田柾國見她貼近自己,眼神一路追著她的動作而變化,轉眼就又變成先前的模樣。他看了她一會,忽然撲哧一聲笑出來:“怒那怎麼知道的?我們兩個其實還是挺像的啊。”
他倒是沒說錯,他這兩種人格並不算特別跳脫,不像別人分裂能分出老人、小孩、男人、女人,自己能和自己搓好幾桌麻將。他自己說的“兩個都是我”,所以他們都是田柾國。
可話說回來,宴知自己都不太清楚為什麼能夠分辨出這兩個人,沉默一瞬,還是決定開口:“那個孩子吧……雖然認生,但還是挺有禮貌的,見了知光怎麼可能不問好?”
“就因為這個?”田柾國顯然不信。
宴知隻好補充,“上次在院子裏看到金碩珍時你就是這個眼神,這次又是。你幹嘛對出現在我身邊的每個人都這麼大敵意?”見他被自己說得低著頭不講話,又注意到知光被晾在那明顯不滿,她歎了口氣,妥協的伸手拍拍他胳膊,安撫意味明顯,轉過身道:“知光啊,我跟他有些話要說,我……”
“好好好,我不在這當電燈泡了。”李知光做舉手投降狀,好像剛才氣勢洶洶的人不是她,不過轉眼看向田柾國她就又一副惡婆婆的樣子,“誒,臭小子,姐姐我空手道可是打遍清潭洞無敵手,多少私生娛記在我踢襠腿下慘變姐妹,你說話做事可給我當心點。”
見宴知被她說得一副要吃人的樣子,李知光笑眯眯的轉身利落地上了樓。哎一古,原來真的要嫁女兒了呀。

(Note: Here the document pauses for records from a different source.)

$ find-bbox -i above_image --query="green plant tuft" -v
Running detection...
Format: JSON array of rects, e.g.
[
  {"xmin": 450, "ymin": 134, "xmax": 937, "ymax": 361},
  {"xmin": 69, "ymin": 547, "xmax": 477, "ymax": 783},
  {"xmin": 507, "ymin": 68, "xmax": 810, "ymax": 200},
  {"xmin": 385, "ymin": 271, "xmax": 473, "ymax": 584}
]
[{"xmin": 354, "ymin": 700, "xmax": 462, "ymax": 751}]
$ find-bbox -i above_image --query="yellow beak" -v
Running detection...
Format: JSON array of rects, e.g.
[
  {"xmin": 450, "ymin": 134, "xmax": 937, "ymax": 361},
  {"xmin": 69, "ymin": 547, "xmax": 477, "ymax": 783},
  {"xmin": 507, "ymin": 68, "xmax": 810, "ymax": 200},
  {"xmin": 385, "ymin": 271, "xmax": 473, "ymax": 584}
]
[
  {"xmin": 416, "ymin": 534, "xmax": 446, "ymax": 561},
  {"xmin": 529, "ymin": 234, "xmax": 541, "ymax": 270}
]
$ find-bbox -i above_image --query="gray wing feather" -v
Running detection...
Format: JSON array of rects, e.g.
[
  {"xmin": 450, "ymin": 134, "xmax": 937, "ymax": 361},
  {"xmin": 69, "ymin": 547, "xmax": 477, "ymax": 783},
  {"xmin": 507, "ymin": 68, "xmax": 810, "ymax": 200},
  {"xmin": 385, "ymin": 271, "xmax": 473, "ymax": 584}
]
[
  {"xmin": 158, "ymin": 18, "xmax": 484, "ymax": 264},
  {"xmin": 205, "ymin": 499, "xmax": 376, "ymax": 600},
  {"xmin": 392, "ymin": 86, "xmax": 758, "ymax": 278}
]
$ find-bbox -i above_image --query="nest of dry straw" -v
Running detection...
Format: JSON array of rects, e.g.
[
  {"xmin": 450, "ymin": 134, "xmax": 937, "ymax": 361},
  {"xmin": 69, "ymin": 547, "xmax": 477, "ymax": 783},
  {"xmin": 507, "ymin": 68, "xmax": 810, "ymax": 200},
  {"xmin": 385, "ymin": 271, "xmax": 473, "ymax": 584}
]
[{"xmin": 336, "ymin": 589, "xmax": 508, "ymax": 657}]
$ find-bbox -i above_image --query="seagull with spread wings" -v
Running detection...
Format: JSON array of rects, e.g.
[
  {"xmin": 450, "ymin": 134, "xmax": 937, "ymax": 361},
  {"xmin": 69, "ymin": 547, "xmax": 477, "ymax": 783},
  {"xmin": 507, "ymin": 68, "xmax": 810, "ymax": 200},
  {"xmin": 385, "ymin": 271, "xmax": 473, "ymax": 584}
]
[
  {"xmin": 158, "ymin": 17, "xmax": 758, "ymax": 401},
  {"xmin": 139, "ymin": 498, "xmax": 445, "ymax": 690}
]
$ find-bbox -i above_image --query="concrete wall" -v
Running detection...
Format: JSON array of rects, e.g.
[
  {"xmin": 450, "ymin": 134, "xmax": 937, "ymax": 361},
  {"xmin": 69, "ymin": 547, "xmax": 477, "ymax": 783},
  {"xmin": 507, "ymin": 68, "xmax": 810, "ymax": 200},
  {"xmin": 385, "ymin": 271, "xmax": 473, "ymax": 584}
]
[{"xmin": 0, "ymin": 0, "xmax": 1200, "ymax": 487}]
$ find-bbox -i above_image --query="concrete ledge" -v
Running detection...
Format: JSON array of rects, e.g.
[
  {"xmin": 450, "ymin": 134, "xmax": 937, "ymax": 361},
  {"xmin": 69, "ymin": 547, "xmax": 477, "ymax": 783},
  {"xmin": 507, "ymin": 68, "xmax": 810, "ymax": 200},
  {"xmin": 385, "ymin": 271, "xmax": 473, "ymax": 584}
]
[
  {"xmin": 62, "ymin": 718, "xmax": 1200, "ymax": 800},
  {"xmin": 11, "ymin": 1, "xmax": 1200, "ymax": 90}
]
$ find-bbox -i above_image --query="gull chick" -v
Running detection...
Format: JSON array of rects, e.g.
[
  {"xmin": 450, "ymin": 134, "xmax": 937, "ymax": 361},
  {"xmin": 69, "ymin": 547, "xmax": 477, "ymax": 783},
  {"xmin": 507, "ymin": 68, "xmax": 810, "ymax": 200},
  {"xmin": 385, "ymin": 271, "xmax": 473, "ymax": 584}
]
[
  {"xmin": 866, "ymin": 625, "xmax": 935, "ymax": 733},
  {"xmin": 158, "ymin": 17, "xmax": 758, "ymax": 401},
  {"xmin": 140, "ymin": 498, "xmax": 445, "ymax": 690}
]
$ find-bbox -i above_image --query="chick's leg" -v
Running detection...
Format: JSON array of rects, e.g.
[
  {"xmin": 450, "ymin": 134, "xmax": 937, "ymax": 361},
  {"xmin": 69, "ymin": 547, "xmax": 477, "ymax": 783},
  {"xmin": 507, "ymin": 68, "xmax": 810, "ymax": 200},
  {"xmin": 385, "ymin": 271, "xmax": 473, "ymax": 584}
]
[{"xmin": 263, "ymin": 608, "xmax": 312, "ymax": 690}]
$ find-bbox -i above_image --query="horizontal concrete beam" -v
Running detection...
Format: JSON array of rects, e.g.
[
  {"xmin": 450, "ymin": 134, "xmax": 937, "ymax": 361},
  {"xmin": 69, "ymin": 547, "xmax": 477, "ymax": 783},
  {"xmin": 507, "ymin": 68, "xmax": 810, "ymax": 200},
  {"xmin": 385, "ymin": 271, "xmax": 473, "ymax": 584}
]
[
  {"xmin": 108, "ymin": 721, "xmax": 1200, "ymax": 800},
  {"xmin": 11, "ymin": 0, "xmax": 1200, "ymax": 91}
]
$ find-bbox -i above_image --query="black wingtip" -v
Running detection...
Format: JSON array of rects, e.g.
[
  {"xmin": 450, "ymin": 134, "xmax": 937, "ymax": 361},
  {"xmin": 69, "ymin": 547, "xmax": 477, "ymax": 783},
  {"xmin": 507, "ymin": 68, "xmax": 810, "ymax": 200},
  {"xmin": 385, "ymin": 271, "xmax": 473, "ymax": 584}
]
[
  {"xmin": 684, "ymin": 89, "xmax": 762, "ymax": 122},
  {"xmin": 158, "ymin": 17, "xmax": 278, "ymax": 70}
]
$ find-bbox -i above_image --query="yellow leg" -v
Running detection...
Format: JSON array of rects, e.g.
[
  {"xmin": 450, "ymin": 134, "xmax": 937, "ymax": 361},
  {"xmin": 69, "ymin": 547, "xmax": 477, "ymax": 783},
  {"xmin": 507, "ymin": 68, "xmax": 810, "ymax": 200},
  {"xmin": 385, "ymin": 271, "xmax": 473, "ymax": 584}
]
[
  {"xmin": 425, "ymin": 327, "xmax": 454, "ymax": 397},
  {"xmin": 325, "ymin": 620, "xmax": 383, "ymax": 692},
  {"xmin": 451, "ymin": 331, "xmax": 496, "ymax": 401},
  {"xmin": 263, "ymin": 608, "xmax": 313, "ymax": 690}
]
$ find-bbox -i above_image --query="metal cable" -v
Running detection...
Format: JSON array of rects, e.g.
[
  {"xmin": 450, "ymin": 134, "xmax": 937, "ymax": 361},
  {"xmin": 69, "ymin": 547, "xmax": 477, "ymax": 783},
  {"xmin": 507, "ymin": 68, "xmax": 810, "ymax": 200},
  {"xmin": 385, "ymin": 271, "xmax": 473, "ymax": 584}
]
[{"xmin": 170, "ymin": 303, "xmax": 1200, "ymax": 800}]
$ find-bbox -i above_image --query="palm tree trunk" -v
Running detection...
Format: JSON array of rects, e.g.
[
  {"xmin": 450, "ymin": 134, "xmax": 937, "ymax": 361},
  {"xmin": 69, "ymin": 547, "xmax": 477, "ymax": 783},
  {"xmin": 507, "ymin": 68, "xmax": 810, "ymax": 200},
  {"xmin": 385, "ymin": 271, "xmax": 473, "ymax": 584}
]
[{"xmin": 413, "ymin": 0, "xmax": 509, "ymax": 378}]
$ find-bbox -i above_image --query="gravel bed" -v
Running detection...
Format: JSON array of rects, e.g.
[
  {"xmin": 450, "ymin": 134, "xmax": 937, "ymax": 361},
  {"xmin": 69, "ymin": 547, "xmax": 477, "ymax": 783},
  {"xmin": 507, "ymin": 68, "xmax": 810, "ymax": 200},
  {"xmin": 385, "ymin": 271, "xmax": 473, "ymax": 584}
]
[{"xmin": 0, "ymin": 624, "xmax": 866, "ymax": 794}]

剛才李知光那麼一說,宴知居然真的有那麼一秒想到這要變姐妹了可咋辦?她趕緊搖搖頭把這奇怪的想法從腦袋裏趕走,田柾國就這麼一直安靜的看她,眼神專注而溫柔。
“去我房間說吧。”想到家裏有果睡習慣的幾個姐姐,方宴知吩咐道:“你先上樓,二樓走到頭,最裏麵的就是我房間,門上都掛著牌子,一眼就可以分辨出來。”怕他感冒,宴知走向廚房準備衝杯熱牛奶給他。
她吩咐完就專注做自己的事情了,從冰箱拿了牛奶回身找杯子的時候才發現田柾國一直站在廚房門口壓根沒走。宴知嚇了一跳,加上被他眼神看得不自在,開口說話時就有點氣急敗壞。
“不是叫你上樓的嗎,一直杵在那裏幹啥嘛!”
田柾國被她說了不僅不惱,反而笑著走過來,動作自然地伸手環住她的腰:“舍不得啊,總想趁我醒著的時候多看看你。”
方宴知被他流暢自然地動作震懾了那麼一秒,再想推開他就來不及了,轉而智鬥:“幫我拿下櫥櫃上麵的杯子,客用杯子在吸油煙機上麵的櫃子裏。”